One result is rising obesity. A recent NHS report says that 67% of men and 60% of women are overweight – a figure that includes 26% of men who are obese and 29% of women. 

‘I mean, the food industry, the food system is like a vast machine that is just churning out food all the time whether you want it or not,’ Lang says. 

On the one hand, there is a sense of plenty with supermarkets stocked to the rafters with thousands of different product lines of anything and everything. Juxtapose that with the huge problem in food poverty in Britain as highlighted by the rise in food banks (‘…a modern version of medieval welfare…’) ‘holiday hunger’ and the free school meals campaign championed by footballer Marcus Rashford.  

The Manchester United and England striker Marcus Rashford has successfully campaigned for free school meals to be made available during school holidays

(EPA)

The problems are huge, complex and intertwined. They require, Lang argues, a ‘multi criteria’ approach that he calls a ‘Great Food Transformation’. 

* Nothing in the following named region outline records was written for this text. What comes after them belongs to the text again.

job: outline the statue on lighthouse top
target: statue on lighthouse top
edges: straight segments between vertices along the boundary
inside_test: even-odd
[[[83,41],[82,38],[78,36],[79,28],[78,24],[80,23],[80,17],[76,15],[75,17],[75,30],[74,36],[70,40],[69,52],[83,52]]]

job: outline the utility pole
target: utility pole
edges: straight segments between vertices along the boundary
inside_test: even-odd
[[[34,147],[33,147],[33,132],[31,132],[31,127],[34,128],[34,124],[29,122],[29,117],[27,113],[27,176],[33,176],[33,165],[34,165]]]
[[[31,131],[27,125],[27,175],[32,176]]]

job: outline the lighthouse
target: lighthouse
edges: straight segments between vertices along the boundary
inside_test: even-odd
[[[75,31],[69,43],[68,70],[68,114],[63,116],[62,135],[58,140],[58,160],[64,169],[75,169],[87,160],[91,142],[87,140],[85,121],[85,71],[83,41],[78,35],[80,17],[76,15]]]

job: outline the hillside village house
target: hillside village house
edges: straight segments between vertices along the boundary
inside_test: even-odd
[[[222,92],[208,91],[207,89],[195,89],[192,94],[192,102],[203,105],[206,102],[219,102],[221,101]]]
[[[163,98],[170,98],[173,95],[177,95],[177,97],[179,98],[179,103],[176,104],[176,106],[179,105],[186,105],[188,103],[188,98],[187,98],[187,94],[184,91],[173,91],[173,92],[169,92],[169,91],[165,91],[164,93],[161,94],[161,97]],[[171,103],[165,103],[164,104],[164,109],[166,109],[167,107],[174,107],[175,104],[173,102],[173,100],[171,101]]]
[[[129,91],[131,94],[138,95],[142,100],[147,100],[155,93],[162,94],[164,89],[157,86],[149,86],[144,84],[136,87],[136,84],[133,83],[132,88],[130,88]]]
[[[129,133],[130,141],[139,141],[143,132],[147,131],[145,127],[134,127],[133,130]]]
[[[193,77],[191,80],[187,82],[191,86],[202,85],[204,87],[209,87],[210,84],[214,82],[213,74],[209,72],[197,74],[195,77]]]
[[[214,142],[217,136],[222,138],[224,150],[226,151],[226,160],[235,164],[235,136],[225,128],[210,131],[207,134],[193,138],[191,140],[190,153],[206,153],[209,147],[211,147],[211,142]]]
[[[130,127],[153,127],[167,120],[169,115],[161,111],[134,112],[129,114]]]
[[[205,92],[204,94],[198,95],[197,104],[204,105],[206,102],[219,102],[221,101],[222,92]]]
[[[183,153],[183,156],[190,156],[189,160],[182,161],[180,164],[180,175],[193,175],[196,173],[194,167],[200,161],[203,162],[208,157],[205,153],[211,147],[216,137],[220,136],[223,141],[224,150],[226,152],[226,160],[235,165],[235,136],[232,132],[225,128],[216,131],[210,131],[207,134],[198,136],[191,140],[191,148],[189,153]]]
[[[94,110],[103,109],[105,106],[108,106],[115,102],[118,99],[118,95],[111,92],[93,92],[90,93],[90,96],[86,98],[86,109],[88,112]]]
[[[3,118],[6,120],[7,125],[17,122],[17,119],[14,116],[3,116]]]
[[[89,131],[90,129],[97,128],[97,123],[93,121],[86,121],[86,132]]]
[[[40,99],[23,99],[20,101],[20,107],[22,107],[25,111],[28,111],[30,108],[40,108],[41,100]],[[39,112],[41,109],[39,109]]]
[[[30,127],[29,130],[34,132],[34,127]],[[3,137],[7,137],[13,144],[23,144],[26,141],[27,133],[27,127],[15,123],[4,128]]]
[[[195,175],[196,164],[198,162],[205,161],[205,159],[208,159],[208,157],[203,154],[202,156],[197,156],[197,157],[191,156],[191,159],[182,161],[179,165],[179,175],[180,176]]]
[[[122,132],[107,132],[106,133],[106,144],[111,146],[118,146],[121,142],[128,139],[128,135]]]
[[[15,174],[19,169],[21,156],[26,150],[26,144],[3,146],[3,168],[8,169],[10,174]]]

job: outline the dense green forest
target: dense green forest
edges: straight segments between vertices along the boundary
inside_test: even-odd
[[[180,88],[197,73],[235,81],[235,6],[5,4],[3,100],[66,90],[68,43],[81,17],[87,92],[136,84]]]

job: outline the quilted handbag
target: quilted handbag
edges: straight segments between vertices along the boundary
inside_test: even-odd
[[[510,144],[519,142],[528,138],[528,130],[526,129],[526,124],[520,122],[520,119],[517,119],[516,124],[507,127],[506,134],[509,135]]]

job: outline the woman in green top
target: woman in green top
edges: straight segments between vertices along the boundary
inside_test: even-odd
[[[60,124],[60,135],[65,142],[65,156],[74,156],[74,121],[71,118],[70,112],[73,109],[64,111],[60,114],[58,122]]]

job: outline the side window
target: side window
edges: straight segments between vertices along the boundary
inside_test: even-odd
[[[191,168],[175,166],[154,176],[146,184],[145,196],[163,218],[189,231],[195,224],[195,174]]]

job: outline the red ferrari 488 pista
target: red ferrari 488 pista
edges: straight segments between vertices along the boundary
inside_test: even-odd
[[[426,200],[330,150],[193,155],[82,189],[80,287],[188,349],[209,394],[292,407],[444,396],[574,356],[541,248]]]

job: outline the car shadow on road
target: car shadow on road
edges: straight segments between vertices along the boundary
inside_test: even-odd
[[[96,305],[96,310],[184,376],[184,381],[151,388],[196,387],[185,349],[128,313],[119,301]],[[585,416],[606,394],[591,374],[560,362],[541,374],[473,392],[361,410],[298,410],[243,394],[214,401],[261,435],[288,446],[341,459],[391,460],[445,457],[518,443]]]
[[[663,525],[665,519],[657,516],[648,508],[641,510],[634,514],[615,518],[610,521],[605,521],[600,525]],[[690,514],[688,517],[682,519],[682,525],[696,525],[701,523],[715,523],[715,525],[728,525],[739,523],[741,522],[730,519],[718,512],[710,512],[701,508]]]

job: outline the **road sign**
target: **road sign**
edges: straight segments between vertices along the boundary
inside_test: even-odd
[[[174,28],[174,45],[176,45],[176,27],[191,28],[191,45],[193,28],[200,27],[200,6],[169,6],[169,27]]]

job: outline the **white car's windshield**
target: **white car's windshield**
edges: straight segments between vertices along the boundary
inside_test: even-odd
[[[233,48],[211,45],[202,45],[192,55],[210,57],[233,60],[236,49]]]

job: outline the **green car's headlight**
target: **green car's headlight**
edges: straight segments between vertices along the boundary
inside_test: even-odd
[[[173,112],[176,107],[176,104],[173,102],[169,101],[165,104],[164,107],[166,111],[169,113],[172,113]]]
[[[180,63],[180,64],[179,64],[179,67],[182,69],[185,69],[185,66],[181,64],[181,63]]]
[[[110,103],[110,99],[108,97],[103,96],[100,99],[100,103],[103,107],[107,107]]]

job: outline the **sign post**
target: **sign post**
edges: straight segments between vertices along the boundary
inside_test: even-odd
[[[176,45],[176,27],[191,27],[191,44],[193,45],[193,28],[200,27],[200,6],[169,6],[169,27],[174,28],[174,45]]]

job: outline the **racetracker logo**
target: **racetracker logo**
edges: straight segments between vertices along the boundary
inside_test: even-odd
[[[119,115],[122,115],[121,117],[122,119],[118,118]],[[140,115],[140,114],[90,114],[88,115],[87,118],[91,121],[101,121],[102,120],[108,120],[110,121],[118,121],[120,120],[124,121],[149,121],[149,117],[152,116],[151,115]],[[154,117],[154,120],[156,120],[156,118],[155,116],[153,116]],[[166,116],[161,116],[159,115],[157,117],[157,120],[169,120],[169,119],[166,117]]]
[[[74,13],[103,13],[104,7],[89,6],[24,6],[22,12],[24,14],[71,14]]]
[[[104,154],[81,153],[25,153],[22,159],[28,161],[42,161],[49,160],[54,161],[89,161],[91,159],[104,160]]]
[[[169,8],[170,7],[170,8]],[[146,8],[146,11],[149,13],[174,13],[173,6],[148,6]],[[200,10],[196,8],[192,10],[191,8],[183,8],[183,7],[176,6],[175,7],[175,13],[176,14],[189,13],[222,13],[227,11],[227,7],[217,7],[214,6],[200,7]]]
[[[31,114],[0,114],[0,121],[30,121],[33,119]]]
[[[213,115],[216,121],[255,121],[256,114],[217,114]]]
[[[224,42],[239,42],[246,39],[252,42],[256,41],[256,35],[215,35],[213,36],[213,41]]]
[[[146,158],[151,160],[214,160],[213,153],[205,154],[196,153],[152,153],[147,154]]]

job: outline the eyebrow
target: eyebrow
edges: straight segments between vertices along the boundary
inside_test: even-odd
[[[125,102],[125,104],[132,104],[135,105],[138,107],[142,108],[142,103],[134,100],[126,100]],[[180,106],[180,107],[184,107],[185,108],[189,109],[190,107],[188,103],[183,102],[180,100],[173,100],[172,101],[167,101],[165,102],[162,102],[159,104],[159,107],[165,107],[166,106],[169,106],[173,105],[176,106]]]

Lang dedicates the last part of Feeding Britain to outlining his approach for a UK food system that is secure, resilient and equitable, including a proposed Royal Commission to map out a new set of principles for a robust UK food system. It’s a mammoth task but Lang says that rather than shying away from the complexities we should acknowledge them – there are no quick fixes.  

Does the UK government have the stomach to tackle the problem? Lang is dubious but convinced it’s the right thing to do.

‘How a nation feeds its people, whether it feeds them all to decent standards, whether it applies sound criteria for doing so, and who gains or loses from reform, these are all tests for whether a country is civilized.’